Jennifer Lacey
Lieu Historique
Choreography, Jennifer Lacey
In collaboration with Alix Eynaudi
Composer and harpist, Zeena Parkins
Following her invitation by the Mona Bismarck American Center, an institution dedicated to promoting American arts and culture, Jennifer Lacey took an immediate interest in the characteristics of the place itself: its history, functions, decoration and a whole host of minor details that affect or fragment the way we apprehend a space.
Taking in the various salons of this private mansion, she has devised a performance of a unique kind, using perception-based contamination and discrete intervention - alternating between physical presence, withdrawal, and peripheral awareness. In the course of her wanderings, accompanied by the choreographer Alix Eynaudi and the musician Zeena Parkins, her body gently moves out of synch, and this furtive dance becomes an index which maps out the space for us, beckoning the audience to join this sensorial, out-of-the-ordinary detour.
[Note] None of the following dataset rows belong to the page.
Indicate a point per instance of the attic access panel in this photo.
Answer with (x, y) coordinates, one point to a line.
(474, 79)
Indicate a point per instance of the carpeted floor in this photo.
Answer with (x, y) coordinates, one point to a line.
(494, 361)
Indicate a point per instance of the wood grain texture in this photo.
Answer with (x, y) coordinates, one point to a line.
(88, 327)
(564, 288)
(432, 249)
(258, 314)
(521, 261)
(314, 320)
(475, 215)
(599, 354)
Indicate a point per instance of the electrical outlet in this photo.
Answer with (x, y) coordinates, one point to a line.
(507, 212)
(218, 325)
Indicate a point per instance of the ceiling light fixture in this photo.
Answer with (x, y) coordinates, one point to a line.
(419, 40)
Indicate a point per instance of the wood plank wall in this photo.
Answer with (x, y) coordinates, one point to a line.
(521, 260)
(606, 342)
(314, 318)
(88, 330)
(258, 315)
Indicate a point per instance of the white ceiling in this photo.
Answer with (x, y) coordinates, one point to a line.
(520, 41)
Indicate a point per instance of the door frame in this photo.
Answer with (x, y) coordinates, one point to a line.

Together, they create unexpected figures and shapes, conglomerates of images and sounds - in which imitation and camouflage are used to disseminate the various signs and symbols, and to bring out the visuals of the space itself. From out of this Lieu Historique revisited, emerges a territory of a fluctuating nature, shaped by the bodies which inhabit and recompose it.
Based in France since 2000, the American choreographer Jennifer Lacey has forged a unique path on the fringes of dance, performance and critical investigation. This has lead to numerous collaborations - notably with the set designer, Nadia Lauro on Chateaux of France and, more recently, Les Assistantes. Her work now concentrates on transversal forms - short, ephemeral pieces which reflect their immediate context. These site-specific, performance-based investigative works take a fresh look at the place of the body in heterogeneous environments.